Dietric terminó su oración, se santiguó y se puso en pie. No podía creer que Dios le hubiera permitido seguir vivo. A su alrededor se amontonaban los muertos y los heridos, y aquí y allá había trozos de hombres, ropas, armas rotas. Salvo los más grandes, los árboles y arbustos de un kilómetro a lo largo del río estaban aplastados sobre el polvo.
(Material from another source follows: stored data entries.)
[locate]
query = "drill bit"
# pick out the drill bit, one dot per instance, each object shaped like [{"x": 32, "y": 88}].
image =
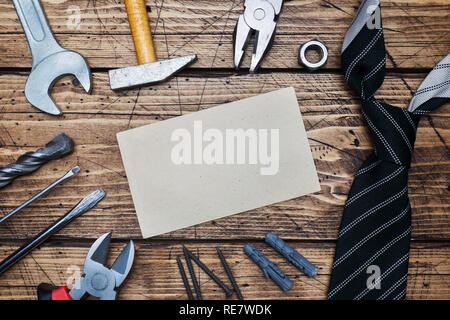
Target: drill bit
[
  {"x": 191, "y": 272},
  {"x": 230, "y": 274},
  {"x": 60, "y": 146},
  {"x": 202, "y": 266},
  {"x": 184, "y": 278}
]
Camino hacia el río; notaba la garganta llena de polvo.
Al ver el vado se detuvo, aturdido. Ardarico cabalgó hasta él con su semental blanco. Ardarico no había luchado. Desde la cresta que había tras ellos, guiado por los vigías que tenía en los árboles, había dirigido el combate enviando hombres a uno u otro lado conforme cambiaba la forma del enemigo. Ahora Ardarico miro a su hijo y después al vado.
—Tenías razón. Sólo eran mil en total. O menos.
Dietric puso una mano en la silla de Ardarico para sostenerse. Los cuerpos que había en el vado formaban una especie de presa, pero mientras observaba, el agua fue subiendo hasta desbordar por encima de los cadáveres. La otra orilla estaba oculta por los cuerpos de los xiung y sus caballos. En ésta había casi el mismo número de muertos, la mitad de ellos germanos.
—Si hubieran venido sobre nosotros todos al mismo tiempo nos habrían vencido —dijo Dietric.